Middenvelder Amilcar Henriquez was met 88 caps één van de ouderdomsdekens van het team, hij werd vorig jaar echter neergeschoten bij een overval. Lichtgewicht op de flank, Alberto Quintero, moest in laatste instantie afhaken met een voetbreuk.

In de WK-voorronde hanteerde Panama voornamelijk een 4-4-2 formatie, de laatste maanden werd er echter grondig geëxperimenteerd met onder meer 5-4-1 en een 4-1-4-1. Die laatste formatie lijkt het voorlopig te halen bij bondscoach Gomez.
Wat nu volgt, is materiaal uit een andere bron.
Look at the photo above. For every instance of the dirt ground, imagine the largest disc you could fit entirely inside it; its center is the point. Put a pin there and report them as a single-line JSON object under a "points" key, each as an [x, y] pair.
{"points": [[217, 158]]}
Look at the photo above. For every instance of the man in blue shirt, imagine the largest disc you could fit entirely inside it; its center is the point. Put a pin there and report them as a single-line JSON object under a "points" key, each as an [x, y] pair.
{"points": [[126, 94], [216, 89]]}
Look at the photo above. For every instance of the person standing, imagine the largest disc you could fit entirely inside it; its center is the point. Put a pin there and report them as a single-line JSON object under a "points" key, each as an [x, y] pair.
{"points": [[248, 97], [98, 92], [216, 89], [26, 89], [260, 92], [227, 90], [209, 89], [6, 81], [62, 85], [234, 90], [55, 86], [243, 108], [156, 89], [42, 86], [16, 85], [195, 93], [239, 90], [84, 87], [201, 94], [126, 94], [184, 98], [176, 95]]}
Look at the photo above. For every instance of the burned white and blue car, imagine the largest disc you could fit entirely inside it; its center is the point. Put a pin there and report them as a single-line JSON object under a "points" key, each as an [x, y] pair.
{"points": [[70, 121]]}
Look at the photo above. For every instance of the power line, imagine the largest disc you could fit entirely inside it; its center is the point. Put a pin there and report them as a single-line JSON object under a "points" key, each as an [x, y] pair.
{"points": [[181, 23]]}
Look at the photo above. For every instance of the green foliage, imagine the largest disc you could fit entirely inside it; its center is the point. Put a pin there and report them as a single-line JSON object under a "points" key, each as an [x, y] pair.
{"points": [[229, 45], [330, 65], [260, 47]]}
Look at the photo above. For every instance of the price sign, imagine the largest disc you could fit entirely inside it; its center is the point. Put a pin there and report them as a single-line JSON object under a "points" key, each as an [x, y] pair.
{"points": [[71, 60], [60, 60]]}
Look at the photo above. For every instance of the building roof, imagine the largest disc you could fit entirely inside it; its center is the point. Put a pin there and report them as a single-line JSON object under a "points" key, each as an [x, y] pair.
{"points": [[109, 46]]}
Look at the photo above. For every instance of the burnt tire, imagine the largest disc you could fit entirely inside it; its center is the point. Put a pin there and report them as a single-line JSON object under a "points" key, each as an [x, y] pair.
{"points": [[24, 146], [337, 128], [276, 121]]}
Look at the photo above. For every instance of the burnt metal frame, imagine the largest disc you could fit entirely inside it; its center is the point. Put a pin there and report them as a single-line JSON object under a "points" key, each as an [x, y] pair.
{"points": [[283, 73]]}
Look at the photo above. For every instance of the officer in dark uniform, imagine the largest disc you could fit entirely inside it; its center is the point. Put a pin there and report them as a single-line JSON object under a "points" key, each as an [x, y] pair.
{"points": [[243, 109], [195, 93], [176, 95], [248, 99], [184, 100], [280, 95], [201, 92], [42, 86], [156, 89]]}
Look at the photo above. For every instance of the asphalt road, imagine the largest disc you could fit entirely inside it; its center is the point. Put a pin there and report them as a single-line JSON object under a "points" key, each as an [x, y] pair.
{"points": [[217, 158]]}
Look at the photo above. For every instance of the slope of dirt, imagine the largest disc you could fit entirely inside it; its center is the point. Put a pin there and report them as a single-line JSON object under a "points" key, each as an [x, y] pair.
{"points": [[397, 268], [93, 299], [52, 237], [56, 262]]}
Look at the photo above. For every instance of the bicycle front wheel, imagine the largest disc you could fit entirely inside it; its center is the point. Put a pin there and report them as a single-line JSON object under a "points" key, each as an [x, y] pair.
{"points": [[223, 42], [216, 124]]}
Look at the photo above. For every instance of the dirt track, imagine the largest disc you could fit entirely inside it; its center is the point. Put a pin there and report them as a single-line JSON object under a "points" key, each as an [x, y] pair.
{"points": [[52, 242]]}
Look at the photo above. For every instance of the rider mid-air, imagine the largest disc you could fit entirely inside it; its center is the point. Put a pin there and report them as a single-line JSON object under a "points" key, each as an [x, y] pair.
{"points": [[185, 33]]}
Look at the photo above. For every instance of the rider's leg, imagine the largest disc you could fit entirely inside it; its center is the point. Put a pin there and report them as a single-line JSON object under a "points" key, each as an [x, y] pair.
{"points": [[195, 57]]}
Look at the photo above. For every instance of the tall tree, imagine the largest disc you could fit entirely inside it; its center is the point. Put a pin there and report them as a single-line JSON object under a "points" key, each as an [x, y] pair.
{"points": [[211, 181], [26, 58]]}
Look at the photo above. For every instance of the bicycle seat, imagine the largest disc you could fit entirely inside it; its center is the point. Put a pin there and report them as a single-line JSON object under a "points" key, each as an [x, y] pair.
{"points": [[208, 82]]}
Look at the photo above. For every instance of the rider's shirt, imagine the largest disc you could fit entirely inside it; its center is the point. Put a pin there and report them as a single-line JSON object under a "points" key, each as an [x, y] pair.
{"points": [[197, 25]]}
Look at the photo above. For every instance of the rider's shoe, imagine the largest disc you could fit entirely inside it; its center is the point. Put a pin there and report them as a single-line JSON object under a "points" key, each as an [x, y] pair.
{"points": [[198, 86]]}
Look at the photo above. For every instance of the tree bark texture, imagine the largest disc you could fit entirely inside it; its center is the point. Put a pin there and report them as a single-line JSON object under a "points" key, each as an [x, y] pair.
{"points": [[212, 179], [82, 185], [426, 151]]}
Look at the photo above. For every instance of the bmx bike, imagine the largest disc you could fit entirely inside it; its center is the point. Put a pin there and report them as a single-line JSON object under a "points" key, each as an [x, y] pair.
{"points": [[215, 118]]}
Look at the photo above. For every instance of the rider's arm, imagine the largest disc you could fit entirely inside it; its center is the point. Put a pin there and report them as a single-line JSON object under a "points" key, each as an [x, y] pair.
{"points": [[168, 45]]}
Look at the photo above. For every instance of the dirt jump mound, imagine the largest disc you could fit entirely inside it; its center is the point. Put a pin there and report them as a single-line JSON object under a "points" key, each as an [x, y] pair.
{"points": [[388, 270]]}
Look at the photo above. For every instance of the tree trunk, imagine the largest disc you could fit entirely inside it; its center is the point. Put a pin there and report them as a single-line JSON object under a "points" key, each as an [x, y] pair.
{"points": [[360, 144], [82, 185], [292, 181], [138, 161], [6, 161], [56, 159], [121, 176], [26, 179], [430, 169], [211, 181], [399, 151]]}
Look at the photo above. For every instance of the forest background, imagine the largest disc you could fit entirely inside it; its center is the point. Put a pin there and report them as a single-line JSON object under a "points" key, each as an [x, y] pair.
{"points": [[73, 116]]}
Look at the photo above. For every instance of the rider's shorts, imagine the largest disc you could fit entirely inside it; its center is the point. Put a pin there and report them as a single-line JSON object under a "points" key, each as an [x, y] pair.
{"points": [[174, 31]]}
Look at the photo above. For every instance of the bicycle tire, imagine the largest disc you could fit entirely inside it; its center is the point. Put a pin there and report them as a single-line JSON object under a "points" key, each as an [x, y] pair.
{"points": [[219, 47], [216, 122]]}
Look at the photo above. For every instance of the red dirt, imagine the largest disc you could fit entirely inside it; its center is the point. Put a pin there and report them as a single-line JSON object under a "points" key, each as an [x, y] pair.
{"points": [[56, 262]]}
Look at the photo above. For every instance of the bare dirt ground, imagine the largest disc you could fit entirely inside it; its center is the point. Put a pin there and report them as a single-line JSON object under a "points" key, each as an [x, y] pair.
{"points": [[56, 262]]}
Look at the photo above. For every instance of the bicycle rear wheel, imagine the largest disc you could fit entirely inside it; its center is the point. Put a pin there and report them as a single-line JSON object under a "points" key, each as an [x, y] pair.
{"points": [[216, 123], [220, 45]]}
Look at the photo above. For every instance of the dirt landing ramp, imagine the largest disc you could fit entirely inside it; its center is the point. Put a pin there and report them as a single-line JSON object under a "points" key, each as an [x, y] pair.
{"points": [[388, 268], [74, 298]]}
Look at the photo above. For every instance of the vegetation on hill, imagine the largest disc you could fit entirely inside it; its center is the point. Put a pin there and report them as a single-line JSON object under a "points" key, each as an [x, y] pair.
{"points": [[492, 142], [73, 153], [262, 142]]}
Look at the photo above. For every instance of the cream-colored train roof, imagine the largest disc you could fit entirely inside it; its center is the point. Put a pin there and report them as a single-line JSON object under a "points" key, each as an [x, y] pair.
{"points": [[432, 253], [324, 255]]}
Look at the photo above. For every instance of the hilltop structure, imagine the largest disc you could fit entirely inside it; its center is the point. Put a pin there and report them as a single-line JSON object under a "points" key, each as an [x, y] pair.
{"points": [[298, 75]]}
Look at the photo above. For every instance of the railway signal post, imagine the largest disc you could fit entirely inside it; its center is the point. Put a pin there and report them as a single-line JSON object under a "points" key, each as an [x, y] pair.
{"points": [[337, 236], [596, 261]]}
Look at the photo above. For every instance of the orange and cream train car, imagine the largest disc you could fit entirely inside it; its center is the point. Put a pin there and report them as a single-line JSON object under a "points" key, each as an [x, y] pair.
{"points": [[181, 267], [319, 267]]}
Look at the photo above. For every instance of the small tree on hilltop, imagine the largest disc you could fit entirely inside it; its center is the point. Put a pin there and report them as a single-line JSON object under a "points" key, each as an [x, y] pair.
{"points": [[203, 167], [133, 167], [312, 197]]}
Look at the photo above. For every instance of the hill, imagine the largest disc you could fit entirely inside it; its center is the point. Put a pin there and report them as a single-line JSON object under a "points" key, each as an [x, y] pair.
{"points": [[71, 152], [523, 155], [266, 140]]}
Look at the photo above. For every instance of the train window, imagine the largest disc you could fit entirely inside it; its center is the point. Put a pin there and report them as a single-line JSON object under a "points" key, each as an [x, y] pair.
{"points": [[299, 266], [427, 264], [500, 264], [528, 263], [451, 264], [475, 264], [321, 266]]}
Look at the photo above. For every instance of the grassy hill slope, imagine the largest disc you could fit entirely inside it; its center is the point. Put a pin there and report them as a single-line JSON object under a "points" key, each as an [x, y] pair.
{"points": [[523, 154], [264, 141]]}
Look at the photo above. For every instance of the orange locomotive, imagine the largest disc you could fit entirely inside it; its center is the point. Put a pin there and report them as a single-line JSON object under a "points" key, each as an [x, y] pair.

Mogelijke startopstelling, met een gemiddelde leeftijd van 29,36 jaar erg ervaren te noemen:

Penedo (36 jaar): onzeker op uitkomen, diepteballen inschatten in rug defensie
Davis (27): heel explosief, goed 1v1, blijft vooral achterin, niet veel aanvallende intenties
Torres (32): leider achterin, positioneel degelijk, ervaring zat, kopbalsterk. Indien te vermoeid wordt hij vervangen door Baloy (37)
Machado (33): krachtig, technisch heel beperkt, verre inworp
Escobar (23): sterk in duel, maakt regelmatig positionele fouten, als rechtsvoetige op LCV weinig betrokken in balbezit
Gomez (34): moet vooral balans in team houden, houdt steeds positie voor defensie
Godoy (28): aanvallend ingesteld, veel flair, durft risico nemen en leidt daardoor regelmatig balverlies op gevaarlijke plaats
Cooper (30): atypische middenvelder met enorme explosiviteit en drang naar voor, heel zwak in passing eens onder druk, in pressing vaak steun gevend aan spits
Rodriguez (19): snel met goede 1v1 actie maar mist regelmatig overzicht en handelingssnelheid tussen linies
Barcenas (24): explosief maar weinig dreiging naar doel in 1v1
Perez (37): ouderdomsdeken voorin, komt altijd in bal, kopbalsterk, goede kaats waaruit gevaar kan volgen

BALBEZIT

In de opbouwfase heeft Panama twee manieren om het doel van de tegenstander te proberen bereiken. Een eerste manier is die waarbij de Panamezen kort proberen opbouwen en vanuit een snelle balcirculatie de zwakke zone van de tegenstander trachten te bespelen. Afhankelijk van de formatie van de tegenstander probeert het team steeds een overtal te creëren achter de bal om vanuit een snelle passing voorwaarts te spelen. In de laatste twee oefenpartijen tegen Noorwegen en Noord-Ierland probeerde Panama op deze manier zijn wil op te dringen aan z’n opponent.

opbouw

(Te?) Groot overtal in de opbouwfase: 4 Panamese verdedigers (geel) en 1 middenvelder (rood) tegen 3 Noord-Ierse spelers (blauw). Door te trage balcirculatie verloopt het spel echter erg voorspelbaar en gaat de bal verloren tussen de linies

Tegen de 5-3-2 opstelling van de Noord-Ieren koos het er bewust voor om met beide backs laag te blijven en met Pimentel als 6 kort voor de defensie te blijven. Daardoor had het vaak een groot overtal achterin met 5 spelers tegen slechts 2 of 3 Noord-Ieren. Door deze grote superioriteit kon het in de defensie de bal makkelijk rondspelen van links naar rechts, het ontbrak hen achter aan spelers die gevaar creëerden tussen de linies en in de rug van de defensie bij de tegenstander.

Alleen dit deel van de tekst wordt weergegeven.